Cette nouvelle loi fait penser au Dr Sheldon Cooper de la série « The Big Bang Theory », un scientifique fou qui a réglé la cohabitation avec son collègue, le Dr Leonard Hofstetter par un traité de 48 pages. Les Suédois vont très loin : selon les instigateurs de cette nouvelle loi, le consentement « peut être déclaré oralement, mais en cas de doute, la voie écrite est à préférer ». On imagine la situation : « ben si as tellement confiance que tu me fais signer des formulaires, autant laisser tomber ! ».

L’idée part certainement d’une bonne intention. Sceller ainsi le consentement, c’est un message à toutes les personnes qui penseraient encore qu’une relation sexuelle peut s’affranchir de l’accord du partenaire. Toutefois, le remplissage de formulaires avant de se retrouver sous la couette n’est pas très engageant. Et que faire lorsque le consentement a été prononcé oralement et qu’après, l’un des deux partenaires clame ne jamais l’avoir prononcé ? Faire des enregistrements ? « Moi, Mélanie Dupont, déclare consentir à l’acte sexuel avec Jean Leclerc, ici présent.
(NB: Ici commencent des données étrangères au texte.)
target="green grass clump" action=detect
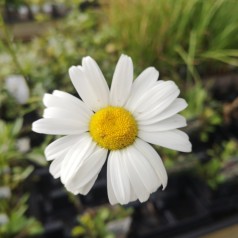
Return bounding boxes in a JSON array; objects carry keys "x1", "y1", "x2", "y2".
[{"x1": 106, "y1": 0, "x2": 238, "y2": 81}]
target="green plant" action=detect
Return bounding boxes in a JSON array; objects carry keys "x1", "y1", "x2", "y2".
[
  {"x1": 0, "y1": 119, "x2": 43, "y2": 237},
  {"x1": 105, "y1": 0, "x2": 238, "y2": 80},
  {"x1": 72, "y1": 206, "x2": 132, "y2": 238}
]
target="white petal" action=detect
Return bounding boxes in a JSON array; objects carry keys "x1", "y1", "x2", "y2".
[
  {"x1": 65, "y1": 176, "x2": 97, "y2": 195},
  {"x1": 61, "y1": 133, "x2": 96, "y2": 184},
  {"x1": 107, "y1": 150, "x2": 131, "y2": 204},
  {"x1": 137, "y1": 98, "x2": 188, "y2": 125},
  {"x1": 123, "y1": 145, "x2": 161, "y2": 202},
  {"x1": 110, "y1": 55, "x2": 133, "y2": 106},
  {"x1": 43, "y1": 91, "x2": 93, "y2": 120},
  {"x1": 126, "y1": 67, "x2": 159, "y2": 108},
  {"x1": 65, "y1": 147, "x2": 107, "y2": 195},
  {"x1": 138, "y1": 130, "x2": 192, "y2": 152},
  {"x1": 129, "y1": 81, "x2": 179, "y2": 117},
  {"x1": 138, "y1": 114, "x2": 187, "y2": 131},
  {"x1": 32, "y1": 118, "x2": 88, "y2": 135},
  {"x1": 69, "y1": 56, "x2": 109, "y2": 111},
  {"x1": 43, "y1": 107, "x2": 89, "y2": 126},
  {"x1": 49, "y1": 156, "x2": 64, "y2": 179},
  {"x1": 134, "y1": 138, "x2": 168, "y2": 189},
  {"x1": 45, "y1": 135, "x2": 81, "y2": 161}
]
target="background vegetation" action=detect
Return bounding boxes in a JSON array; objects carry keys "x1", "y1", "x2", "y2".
[{"x1": 0, "y1": 0, "x2": 238, "y2": 237}]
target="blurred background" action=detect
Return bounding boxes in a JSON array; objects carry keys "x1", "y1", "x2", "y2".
[{"x1": 0, "y1": 0, "x2": 238, "y2": 238}]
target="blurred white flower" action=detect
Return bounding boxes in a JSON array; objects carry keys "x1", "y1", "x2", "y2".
[
  {"x1": 33, "y1": 55, "x2": 191, "y2": 204},
  {"x1": 5, "y1": 75, "x2": 30, "y2": 104}
]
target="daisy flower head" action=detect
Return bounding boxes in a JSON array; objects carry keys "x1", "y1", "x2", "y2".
[{"x1": 32, "y1": 55, "x2": 191, "y2": 204}]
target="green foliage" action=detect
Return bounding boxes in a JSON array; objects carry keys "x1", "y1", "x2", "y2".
[
  {"x1": 0, "y1": 121, "x2": 43, "y2": 237},
  {"x1": 72, "y1": 206, "x2": 132, "y2": 238},
  {"x1": 106, "y1": 0, "x2": 238, "y2": 79}
]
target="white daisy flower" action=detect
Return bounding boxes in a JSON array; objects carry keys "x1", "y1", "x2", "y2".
[{"x1": 33, "y1": 55, "x2": 191, "y2": 204}]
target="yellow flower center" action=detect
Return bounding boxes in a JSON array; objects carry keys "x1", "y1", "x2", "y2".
[{"x1": 89, "y1": 106, "x2": 138, "y2": 150}]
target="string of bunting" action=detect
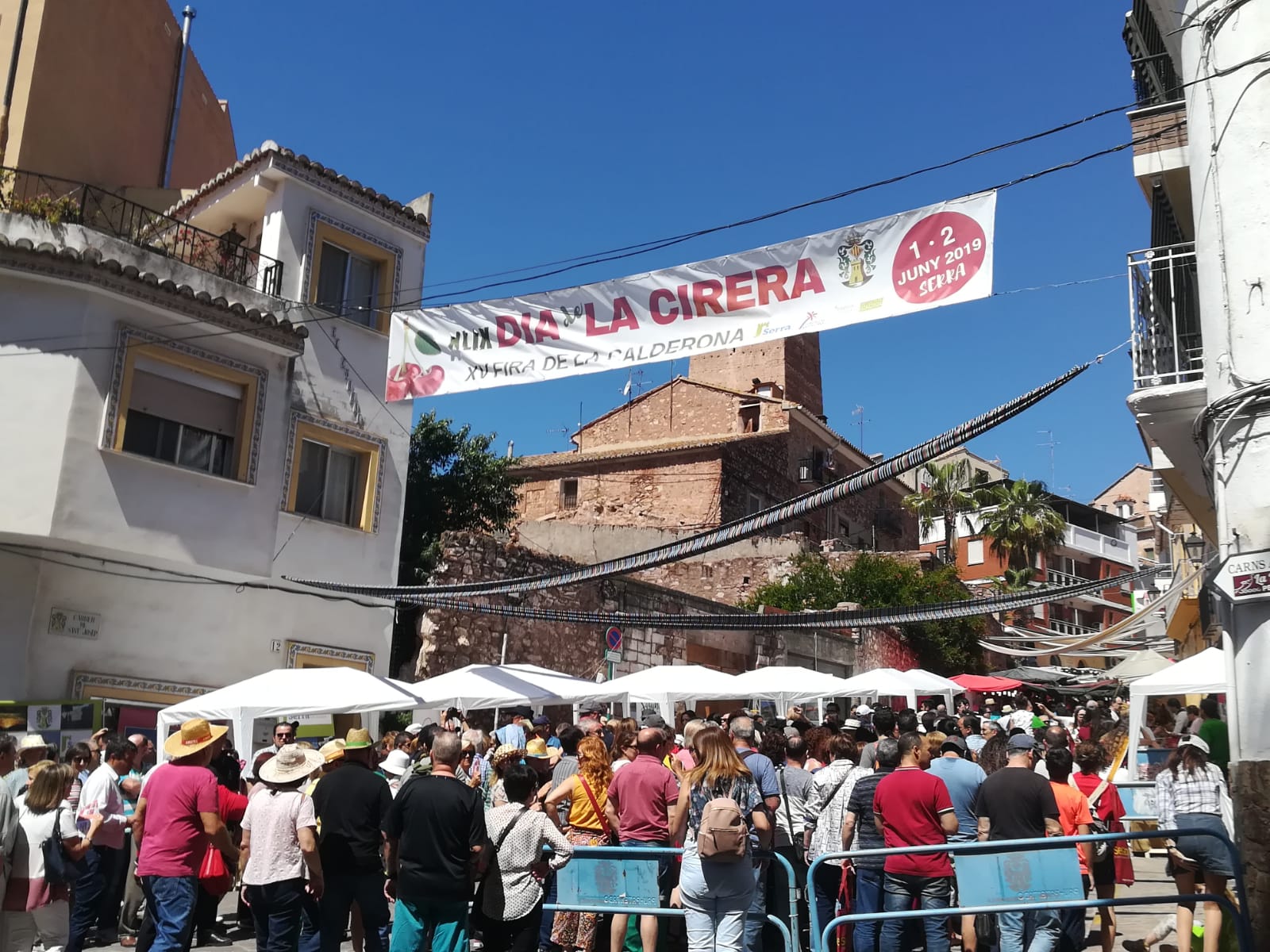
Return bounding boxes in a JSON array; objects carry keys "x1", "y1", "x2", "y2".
[
  {"x1": 398, "y1": 566, "x2": 1158, "y2": 635},
  {"x1": 287, "y1": 363, "x2": 1090, "y2": 599}
]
Fait pour valoir ce que de droit. » Même si un tel enregistrement peut se faire rapidement à l’aide d’un smartphone, cela peut quand même couper un peu l’élan amoureux. Et lorsque Jean aura répété l’opération en enregistrant la même déclaration sur le smartphone de Mélanie, plus personne n’aura encore envie de passer à l’acte.

L’objectif de ce projet de loi est clair : si jusqu’à présent, les femmes non-consentantes se trouvaient dans l’obligation de manifester clairement un « non », chose pas toujours évidente dans une situation intimidante, il incombe désormais aux hommes (ou plus généralement au partenaire plus entreprenant) de s’assurer du consentement de la (ou du) partenaire. Un peu comme sur internet : on passe de l’opt-out (par défaut, vous êtes d’accord ; à vous de signaler si vous n’acceptez pas) à l’opt-in (vous devez marquer expressément votre accord, sinon on considère que vous refusez).

L’entrée en vigueur éventuelle de cette loi ne dispensera pas la société d’éduquer autrement les enfants, et particulièrement les garçons. C’est l’éducation qui permettra de bannir la violence de façon pérenne. Si en attendant que les efforts d’éducation portent leurs fruits, une telle loi peut contribuer à amoindrir cette violence, tant mieux. Mais les nuits hivernales suédoises risquent de paraître encore plus longues.